Both the USSR and Russia (under Vladimir Putin), have cancelled exports of energy supplies to buyers who have gone against national objectives. In recent years, Putin has put forward diction on the dependability of Russian natural gas. Nevertheless, Russia's power in the international arena correlates to the demand for the resources that it delivers.

Much of the Russian economy went through uncertainty following the end of the Soviet Union. This was not true for the Natural Gas Industry. The Ministry of the Gas Industry was converted into the company Gazprom in 1989 and Viktor Chernomyrdin, the former Minister, became CEO. This political decision was not accepted easily. The Natural Gas Ministry officials fought hard to get this movement approved whereas the Petroleum Ministry failed to stay intact post-1989.
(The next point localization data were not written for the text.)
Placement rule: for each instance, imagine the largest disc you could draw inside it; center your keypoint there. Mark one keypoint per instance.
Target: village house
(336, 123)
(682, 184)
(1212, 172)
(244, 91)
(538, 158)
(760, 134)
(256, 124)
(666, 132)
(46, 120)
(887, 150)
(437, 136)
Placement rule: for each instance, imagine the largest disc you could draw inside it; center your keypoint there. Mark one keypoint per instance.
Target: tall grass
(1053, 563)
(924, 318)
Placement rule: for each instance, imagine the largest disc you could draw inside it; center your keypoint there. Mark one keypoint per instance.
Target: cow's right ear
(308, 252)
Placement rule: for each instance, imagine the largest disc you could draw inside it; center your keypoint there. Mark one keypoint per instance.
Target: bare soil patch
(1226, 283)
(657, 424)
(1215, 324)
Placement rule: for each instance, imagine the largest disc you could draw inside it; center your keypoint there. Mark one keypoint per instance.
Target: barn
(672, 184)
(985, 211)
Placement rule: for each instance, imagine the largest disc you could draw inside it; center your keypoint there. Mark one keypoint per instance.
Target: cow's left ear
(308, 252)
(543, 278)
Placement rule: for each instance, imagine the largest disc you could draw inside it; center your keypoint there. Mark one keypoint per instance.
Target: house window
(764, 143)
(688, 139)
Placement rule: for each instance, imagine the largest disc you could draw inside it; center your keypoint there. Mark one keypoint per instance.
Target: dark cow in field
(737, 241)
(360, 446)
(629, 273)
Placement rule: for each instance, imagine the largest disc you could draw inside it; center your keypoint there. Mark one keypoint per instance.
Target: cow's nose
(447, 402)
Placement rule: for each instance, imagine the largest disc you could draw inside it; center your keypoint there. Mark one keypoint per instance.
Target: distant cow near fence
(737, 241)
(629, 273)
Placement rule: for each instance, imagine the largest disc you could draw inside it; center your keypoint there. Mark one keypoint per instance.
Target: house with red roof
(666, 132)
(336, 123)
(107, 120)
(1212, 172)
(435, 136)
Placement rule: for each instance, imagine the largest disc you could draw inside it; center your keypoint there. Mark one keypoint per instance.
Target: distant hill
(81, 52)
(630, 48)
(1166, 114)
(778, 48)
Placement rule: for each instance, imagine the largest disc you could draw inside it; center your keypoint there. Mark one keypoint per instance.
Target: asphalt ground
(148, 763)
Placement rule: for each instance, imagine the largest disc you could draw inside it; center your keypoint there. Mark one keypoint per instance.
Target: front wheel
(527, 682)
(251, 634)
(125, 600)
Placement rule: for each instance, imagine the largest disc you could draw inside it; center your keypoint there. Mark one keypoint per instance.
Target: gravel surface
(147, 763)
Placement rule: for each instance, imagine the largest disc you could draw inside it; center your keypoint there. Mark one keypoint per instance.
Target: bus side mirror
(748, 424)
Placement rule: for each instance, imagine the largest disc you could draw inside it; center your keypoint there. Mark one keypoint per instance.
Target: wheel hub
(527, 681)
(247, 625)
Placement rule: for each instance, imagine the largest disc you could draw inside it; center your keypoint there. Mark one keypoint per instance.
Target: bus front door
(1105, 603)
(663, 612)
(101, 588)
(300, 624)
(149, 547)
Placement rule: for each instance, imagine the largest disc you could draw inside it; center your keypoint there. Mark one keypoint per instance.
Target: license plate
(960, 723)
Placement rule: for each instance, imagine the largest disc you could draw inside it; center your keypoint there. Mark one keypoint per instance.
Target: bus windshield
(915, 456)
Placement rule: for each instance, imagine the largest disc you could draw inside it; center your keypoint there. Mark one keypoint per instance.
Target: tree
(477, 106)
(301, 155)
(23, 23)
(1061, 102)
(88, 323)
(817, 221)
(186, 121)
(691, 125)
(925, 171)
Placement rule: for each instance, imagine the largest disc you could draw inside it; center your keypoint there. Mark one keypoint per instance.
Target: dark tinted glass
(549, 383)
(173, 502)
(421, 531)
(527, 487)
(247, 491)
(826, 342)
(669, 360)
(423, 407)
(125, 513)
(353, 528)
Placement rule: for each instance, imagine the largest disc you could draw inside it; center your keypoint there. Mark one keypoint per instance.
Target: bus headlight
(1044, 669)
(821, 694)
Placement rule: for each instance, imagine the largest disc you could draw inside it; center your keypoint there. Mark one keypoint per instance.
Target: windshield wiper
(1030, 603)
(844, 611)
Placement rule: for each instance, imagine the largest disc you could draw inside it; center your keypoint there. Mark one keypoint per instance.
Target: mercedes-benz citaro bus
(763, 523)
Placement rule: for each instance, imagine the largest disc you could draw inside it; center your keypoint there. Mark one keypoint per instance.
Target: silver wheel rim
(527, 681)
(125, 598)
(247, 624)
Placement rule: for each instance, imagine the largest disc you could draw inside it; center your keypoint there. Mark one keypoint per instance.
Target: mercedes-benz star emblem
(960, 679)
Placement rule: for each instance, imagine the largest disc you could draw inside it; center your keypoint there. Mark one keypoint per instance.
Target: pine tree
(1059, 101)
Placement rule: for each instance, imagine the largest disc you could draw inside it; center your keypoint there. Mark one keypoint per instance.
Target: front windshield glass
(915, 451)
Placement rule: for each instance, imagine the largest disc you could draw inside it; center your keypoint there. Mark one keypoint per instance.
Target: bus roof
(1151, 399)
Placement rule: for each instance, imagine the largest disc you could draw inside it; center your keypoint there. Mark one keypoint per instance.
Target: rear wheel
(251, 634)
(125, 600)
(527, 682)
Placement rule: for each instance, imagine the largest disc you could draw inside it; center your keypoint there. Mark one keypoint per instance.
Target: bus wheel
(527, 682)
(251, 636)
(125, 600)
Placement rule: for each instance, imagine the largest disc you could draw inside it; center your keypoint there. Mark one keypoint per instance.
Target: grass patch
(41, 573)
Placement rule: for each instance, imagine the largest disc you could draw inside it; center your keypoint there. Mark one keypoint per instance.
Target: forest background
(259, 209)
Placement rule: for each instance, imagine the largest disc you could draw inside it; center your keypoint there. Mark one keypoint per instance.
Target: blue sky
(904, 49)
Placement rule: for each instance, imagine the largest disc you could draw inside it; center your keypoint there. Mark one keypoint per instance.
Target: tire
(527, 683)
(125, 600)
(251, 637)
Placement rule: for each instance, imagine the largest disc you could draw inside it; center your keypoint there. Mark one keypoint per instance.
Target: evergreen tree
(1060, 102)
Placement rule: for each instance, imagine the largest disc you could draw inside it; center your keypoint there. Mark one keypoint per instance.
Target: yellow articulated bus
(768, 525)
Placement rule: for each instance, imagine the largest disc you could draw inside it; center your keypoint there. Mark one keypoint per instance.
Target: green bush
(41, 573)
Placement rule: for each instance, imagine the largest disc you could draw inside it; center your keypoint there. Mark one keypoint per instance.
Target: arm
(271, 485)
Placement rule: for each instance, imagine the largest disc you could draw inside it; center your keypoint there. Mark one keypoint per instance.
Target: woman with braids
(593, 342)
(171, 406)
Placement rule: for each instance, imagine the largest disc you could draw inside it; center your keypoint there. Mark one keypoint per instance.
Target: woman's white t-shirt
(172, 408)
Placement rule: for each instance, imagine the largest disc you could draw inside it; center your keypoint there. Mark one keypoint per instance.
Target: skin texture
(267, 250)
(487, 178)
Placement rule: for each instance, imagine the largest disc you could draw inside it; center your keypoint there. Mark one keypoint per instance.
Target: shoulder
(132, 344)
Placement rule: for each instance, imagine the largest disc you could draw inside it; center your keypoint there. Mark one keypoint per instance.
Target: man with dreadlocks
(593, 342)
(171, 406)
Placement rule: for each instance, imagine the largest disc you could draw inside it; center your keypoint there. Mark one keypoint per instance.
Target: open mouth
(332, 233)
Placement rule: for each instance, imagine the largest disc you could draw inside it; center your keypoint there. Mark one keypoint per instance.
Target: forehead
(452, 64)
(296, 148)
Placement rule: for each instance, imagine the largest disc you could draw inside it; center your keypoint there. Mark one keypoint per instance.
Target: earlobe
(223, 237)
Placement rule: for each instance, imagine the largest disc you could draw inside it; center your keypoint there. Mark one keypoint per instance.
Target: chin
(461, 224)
Russia has the largest production of natural gas in the world. Oil production by Russia has increased dramatically, especially over the early-2000s. This has led to a continued dependency on Russia for energy resources, by previous satellite countries. About 80% of the natural gas that Russia exports to Western Europe goes through Ukrainian territory. This has incentivized Russia to continue influencing the political agenda of Ukraine and other former republics of the USSR.